Sir Richard Portway Dobson (11 February 1914 - 24 October 1993) was an English businessman. He was one of the most prominent businesspeople in post-war Britain. He spent most of his career at British American Tobacco, where he rose to the position of executive chairman. He also served as chairman of British Leyland.

==Life and career==
===Early life and career===
Dobson was born in Bristol, the son of John Frederic Dobson (1875-1947), a professor of Greek at the University of Bristol, and Dr Dina (Portway) Dobson (1885-1968), an archaeologist. He was educated at Clifton College.
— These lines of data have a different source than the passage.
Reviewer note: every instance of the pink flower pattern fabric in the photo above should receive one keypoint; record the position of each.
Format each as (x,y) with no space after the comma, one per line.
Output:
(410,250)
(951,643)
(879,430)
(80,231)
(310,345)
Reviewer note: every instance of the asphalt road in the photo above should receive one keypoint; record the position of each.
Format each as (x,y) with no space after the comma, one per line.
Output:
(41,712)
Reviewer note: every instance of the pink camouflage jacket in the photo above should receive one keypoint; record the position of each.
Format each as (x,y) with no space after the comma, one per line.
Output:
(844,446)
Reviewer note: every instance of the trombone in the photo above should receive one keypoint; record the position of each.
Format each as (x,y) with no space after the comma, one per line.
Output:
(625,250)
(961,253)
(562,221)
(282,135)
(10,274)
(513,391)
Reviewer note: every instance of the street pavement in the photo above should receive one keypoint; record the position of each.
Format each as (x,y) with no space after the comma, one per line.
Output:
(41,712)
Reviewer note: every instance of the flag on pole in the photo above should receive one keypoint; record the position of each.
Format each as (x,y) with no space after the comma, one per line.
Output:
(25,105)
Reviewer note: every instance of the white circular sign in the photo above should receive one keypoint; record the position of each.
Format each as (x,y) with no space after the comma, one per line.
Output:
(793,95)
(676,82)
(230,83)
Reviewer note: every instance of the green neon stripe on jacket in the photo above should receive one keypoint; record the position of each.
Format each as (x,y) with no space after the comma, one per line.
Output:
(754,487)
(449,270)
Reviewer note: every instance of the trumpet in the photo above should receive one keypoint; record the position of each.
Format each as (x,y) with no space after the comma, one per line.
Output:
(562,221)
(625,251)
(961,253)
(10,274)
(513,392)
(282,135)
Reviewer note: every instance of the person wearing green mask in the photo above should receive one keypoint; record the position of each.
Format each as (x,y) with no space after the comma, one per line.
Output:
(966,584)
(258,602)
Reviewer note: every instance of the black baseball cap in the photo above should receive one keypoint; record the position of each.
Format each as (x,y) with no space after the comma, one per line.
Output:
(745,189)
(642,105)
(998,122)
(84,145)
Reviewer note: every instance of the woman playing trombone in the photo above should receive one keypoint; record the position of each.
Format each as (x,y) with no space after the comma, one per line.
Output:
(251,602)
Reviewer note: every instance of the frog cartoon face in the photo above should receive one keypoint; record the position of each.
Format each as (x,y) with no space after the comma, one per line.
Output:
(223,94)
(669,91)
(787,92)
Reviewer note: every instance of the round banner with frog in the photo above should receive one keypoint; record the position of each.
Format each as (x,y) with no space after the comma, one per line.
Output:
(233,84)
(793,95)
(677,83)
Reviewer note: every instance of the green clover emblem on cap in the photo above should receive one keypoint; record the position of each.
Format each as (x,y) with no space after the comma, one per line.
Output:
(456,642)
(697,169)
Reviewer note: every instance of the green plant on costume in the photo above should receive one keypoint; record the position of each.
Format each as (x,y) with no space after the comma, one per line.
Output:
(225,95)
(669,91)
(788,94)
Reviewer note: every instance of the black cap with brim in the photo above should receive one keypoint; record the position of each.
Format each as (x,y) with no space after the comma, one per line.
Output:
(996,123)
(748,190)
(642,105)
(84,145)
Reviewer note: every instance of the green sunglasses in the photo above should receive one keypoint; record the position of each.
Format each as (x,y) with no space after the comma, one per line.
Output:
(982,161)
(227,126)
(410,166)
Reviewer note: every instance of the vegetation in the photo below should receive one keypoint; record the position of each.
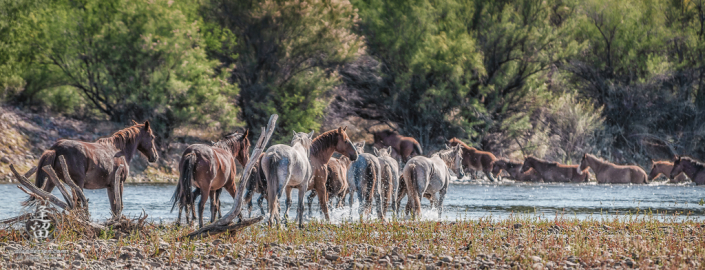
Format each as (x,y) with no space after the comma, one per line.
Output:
(523,241)
(557,78)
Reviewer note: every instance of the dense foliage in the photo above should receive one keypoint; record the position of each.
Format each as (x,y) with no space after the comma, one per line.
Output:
(553,78)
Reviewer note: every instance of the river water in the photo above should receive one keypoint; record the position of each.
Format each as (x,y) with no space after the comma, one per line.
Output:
(463,201)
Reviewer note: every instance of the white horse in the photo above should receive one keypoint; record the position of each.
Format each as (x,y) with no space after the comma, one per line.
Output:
(364,177)
(390,177)
(428,176)
(287,167)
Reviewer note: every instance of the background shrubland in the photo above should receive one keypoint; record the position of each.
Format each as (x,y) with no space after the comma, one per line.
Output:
(558,78)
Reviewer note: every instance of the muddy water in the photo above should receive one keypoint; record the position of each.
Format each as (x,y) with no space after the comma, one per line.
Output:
(472,201)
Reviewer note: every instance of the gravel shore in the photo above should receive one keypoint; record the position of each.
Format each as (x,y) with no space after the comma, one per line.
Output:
(522,244)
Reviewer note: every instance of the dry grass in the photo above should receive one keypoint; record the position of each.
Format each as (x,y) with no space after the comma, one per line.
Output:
(637,240)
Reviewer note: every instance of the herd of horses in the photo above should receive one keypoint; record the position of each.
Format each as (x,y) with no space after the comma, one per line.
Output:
(308,163)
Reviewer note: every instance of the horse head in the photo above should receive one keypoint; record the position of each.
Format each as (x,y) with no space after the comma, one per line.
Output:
(344,145)
(677,167)
(583,164)
(146,144)
(527,164)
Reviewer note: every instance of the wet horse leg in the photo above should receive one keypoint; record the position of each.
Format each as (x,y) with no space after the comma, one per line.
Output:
(320,186)
(310,201)
(288,203)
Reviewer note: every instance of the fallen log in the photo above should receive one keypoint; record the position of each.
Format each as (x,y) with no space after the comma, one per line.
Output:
(225,223)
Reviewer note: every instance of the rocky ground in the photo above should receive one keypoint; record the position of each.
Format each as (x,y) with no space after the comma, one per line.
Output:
(512,244)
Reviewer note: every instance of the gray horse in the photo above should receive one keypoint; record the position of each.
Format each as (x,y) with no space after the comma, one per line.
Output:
(364,177)
(425,177)
(390,177)
(287,167)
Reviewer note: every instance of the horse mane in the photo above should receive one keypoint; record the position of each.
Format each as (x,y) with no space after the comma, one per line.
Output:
(458,141)
(543,160)
(229,142)
(695,162)
(122,137)
(324,141)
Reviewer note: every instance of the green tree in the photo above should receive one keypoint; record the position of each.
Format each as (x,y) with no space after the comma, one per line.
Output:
(286,56)
(135,60)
Dobson graduated from King's College, Cambridge with an honours degree in Classics. Dobson was persuaded by his father that academic life was financially unrewarding, and as he was keen to see the world, he joined British American Tobacco (BAT), with a reference from his college bursar, John Maynard Keynes. Keynes advised the young Dobson not to take the job unless his ambition was to become company chairman. Dobson worked for BAT in China as a marketer from 1936 to 1940. His time in China was characterised by the destruction of the Second Sino-Japanese War.
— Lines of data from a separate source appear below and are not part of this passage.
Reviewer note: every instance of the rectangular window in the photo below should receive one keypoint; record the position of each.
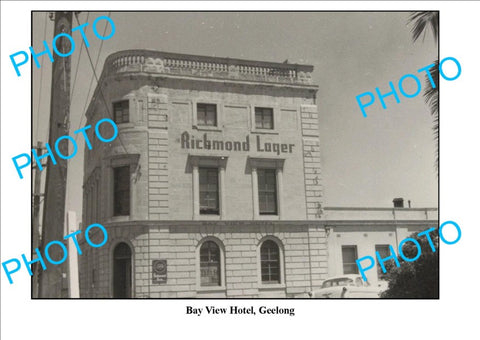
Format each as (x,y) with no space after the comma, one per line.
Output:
(121,112)
(349,256)
(264,118)
(267,191)
(209,204)
(207,114)
(121,191)
(384,251)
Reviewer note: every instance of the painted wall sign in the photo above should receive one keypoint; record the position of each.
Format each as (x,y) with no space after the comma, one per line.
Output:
(188,141)
(159,271)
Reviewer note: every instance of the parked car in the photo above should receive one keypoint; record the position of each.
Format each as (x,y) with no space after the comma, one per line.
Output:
(347,286)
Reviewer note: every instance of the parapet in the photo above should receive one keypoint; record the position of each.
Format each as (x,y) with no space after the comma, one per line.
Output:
(156,62)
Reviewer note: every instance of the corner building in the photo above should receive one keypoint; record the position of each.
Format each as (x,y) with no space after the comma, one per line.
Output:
(212,188)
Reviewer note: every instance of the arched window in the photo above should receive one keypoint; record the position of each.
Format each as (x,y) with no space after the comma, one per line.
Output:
(122,271)
(270,262)
(210,264)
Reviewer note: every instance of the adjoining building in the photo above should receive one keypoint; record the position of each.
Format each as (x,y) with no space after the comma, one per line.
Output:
(213,186)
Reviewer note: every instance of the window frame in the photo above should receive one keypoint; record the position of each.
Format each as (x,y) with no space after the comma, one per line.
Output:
(354,264)
(194,164)
(111,162)
(275,118)
(219,114)
(281,256)
(208,264)
(209,211)
(117,102)
(261,111)
(204,122)
(126,192)
(210,288)
(254,165)
(266,192)
(380,274)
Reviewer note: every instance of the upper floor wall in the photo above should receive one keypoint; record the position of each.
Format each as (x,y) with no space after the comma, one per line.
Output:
(169,139)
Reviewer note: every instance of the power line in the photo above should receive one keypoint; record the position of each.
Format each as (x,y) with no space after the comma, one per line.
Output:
(78,63)
(99,87)
(41,80)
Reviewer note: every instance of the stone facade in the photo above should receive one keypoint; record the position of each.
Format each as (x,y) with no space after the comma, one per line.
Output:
(164,146)
(159,144)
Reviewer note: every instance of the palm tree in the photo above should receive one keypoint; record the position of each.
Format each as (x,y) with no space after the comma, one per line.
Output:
(422,21)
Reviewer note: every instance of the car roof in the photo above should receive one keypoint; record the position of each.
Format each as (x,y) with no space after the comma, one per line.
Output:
(346,276)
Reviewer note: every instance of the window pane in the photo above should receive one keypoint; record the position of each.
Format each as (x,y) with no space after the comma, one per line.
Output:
(267,191)
(210,264)
(208,178)
(384,251)
(263,118)
(349,256)
(121,112)
(121,192)
(207,114)
(270,262)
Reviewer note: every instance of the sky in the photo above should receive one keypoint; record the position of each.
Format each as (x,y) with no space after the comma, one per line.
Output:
(366,161)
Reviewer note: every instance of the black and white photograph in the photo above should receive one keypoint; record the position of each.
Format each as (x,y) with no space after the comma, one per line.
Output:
(235,166)
(236,162)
During the Second World War Dobson served as a Spitfire pilot in the Middle East, Italy and Burma, rising to the rank of flight lieutenant. Dobson wrote a recollection of his time in China, which was published by Macmillan as China Cycle in 1946.
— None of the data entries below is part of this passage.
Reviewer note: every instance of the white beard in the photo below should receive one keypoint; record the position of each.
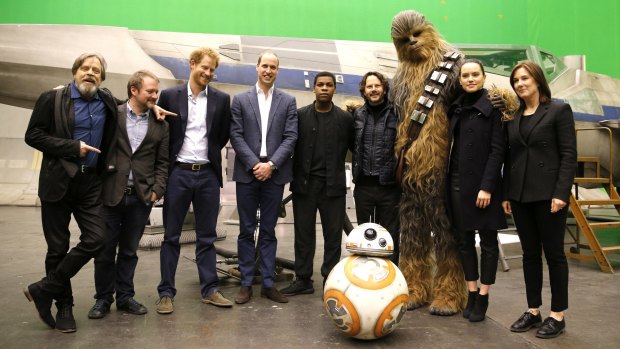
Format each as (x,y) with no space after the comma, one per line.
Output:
(87,92)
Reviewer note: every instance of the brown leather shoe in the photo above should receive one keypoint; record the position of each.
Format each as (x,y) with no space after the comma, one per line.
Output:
(244,295)
(273,294)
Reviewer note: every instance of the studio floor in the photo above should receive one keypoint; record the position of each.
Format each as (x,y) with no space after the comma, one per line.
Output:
(592,319)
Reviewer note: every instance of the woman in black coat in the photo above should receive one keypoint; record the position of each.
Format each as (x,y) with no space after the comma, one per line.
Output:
(540,169)
(476,160)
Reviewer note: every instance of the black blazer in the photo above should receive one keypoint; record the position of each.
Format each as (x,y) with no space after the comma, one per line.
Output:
(339,140)
(174,99)
(53,136)
(149,162)
(541,165)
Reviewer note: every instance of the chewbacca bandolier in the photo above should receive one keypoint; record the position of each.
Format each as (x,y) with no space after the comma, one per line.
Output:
(425,84)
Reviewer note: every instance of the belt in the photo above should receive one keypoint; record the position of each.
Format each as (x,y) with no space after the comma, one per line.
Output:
(86,169)
(193,167)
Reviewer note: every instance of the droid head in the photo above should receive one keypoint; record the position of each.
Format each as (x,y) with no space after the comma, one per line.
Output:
(370,239)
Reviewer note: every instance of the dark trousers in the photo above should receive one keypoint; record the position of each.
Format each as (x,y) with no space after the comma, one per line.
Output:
(83,200)
(202,190)
(267,196)
(489,249)
(540,230)
(332,211)
(379,204)
(124,227)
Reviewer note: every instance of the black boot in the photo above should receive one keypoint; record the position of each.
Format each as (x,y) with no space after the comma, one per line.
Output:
(480,308)
(471,300)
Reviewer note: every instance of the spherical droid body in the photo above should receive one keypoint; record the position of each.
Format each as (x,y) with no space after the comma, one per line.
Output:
(365,294)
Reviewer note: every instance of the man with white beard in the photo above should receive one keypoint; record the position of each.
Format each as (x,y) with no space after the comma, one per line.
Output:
(75,129)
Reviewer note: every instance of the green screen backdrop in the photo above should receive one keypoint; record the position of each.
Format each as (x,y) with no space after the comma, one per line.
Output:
(564,27)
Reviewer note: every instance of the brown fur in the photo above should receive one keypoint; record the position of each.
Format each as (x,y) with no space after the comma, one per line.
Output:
(423,208)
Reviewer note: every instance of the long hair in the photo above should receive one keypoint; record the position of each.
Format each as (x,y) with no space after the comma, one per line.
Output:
(420,50)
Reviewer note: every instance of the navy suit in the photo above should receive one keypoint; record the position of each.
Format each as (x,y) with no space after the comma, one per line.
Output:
(201,187)
(245,137)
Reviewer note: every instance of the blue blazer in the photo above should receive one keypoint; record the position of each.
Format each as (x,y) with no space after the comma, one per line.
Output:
(174,99)
(245,135)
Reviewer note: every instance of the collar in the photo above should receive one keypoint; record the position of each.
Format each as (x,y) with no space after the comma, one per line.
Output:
(189,91)
(483,104)
(259,91)
(145,114)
Dobson returned to BAT after the war, resuming work in China until 1950. He was assigned to manage the Rhodesian subsidiary from 1953 to 1955. He returned to London and was appointed to the board of directors in 1955.

Dobson became deputy chairman from 1962, during which time he became primarily involved with Brown & Williamson, BAT's American tobacco subsidiary. Brown & Williamson held around 20 percent of the United States tobacco market and was regarded as the "jewel in the crown" of the company.

Dobson was appointed as the sole vice-chairman from 1968, during which time he was principally responsible for reorganising BAT's cosmetics businesses, including Yardley, Lenthéric and Germaine Monteil, and helping restore them to profitability.

===Leadership roles in British industry and later life===
Dobson was appointed chairman and de facto chief executive of British American Tobacco from 1970. BAT was the largest producer of tobacco products in the world, and the third largest company in Britain as measured by sales.

Dobson was considered one of Britain's ablest company executives. He was profiled in The Times as a modest but intelligent man, described by an acquaintance as able to, "write a thesis with one hand, and wield a sword in the other". Physically he was "a burly pipe smoker with the build of a front-row [rugby] forward".

The historic exclusive trading area agreement with Imperial Tobacco was ended in 1973, which allowed BAT to market its tobacco products in Britain for the first time. BAT aggressively targeted the British cigarette market, initially with its State Express 555 brand.

Growth prospects in tobacco were limited by growing public health concerns, so Dobson continued a BAT policy of diversification that had begun in the early 1960s. He steered BAT into the retail market, acquiring a stake in Horten AG, control of Kohl's, International Stores and Gimbels.

Dobson served as a non-executive director of Exxon Corporation from 1975 until 1984.

Dobson received a knighthood in January 1976.

Dobson retired as chairman of BAT to become chairman of British Leyland from February 1976. He remained involved with BAT, where he held the position of non-executive president. According to Dobson he took on the job as head of one of Britain's most important yet troubled industrial companies out of "a sense of public duty".

Dobson resigned as chairman of British Leyland in 1977 (18 months in office) after a socialist activist recorded him using the term "wog" as a racial epithet at a private dinner. Dobson argued that the comment was taken out of context and conveyed a "totally false impression of his personal and social attitudes and business ethics".

In his later years, Dobson would describe himself, self-effacingly, as a "retired tobacconist and a failed motor manufacturer". He died in 1993.